Let’s start with the idea that the law treats trafficking and prostitution differently. In theory, they do. I’ve read enough of the actual written code. In practice, I call bullshit on that statement. The law sees everyone as a criminal. If you look at some of the fall-out from Operation Cross Country, it’s pretty clear that this effort to rescue victims of trafficking was more interested in arresting workers. Underage people were arrested.

If you look at the work of the Sex Workers Project and others, it’s arrest first, ask questions later (maybe). The law in practice lumps everyone together, regardless of how they ended up selling or trading sex.

Now let’s move onto the idea that advocates want to use sex work and sex trafficking interchangeably because no one can truly consent to sex work. Oh man, no fucking way! Thanks for clearing that one up for me.

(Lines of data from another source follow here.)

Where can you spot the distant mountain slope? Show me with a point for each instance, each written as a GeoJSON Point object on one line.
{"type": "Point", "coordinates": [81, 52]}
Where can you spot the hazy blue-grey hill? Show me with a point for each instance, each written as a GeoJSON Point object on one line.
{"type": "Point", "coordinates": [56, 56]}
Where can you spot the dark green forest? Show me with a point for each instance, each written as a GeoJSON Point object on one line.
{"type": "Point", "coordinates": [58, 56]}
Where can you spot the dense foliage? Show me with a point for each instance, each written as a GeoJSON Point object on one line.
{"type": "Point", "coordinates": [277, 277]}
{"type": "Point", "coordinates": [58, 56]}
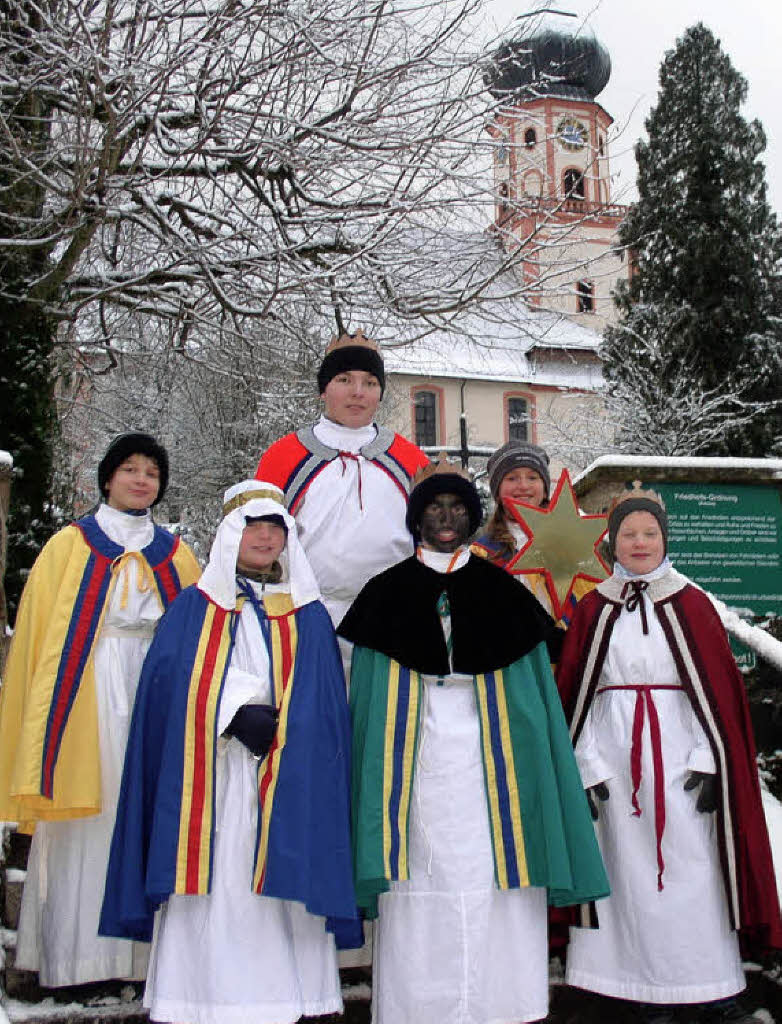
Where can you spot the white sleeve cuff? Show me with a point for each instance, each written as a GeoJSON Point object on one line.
{"type": "Point", "coordinates": [241, 688]}
{"type": "Point", "coordinates": [701, 759]}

I’ve said for a long time that there are degrees of privilege and consent. I don’t think anyone ever completely truly enters sex work as a choice because one’s position of privilege (or lack thereof) shapes the experience. I suppose a cis-gendered straight wealthy white man who works for himself, then maybe, just maybe. I have a huge, huge problem with the idea that you can be a sex worker just and only because you like sex or whatever. It’s not black and white. There are not The Privileged and The Exploited. There’s a whole lot of variation.

So maybe, just maybe, instead of treating everyone like a criminal or like a victim, you could look at the degree of privilege and exploitation that shapes the experience. Painting someone like me and someone like a trafficked Native woman the same because we both sell sex is really, really insulting to the experiences of the trafficked woman.

And it’s incredibly damaging to trafficked women. Instead of going after what drives the sexual exploitation of women, they go after the simplistic “drive” for trafficking: demand. I think an educational campaign targeted at men who purchase sex might help. Might. But I think the more important question is how to we address the legacy of colonialism, as well as racism, poverty, the exoticization of women of color, addiction, and the myriad of other issues creating barriers for these women.

I just get really, really angry about the conflation of sex work and sex trafficking, and not because I don’t want to be painted as a victim. I think it distracts from the horrific problem that is the exploitation and coercion of trafficking.

It’s really just way more complicated than “oh, you poor victims of the patriarchy” or “shut up, you privileged white girls”. So can we please stop arguing about who is which of those and talk about the nuances?


3 Responses to “Trafficking v. sex work, again”

  1. The only non-white women that ever get attention in trafficking are Asian women. Abolitionists have made them “the face” of international trafficking. I’ll read it a little later. Still processing all the latest drama in the sex worker community.

  2. Oh good point. Damn. And what drama?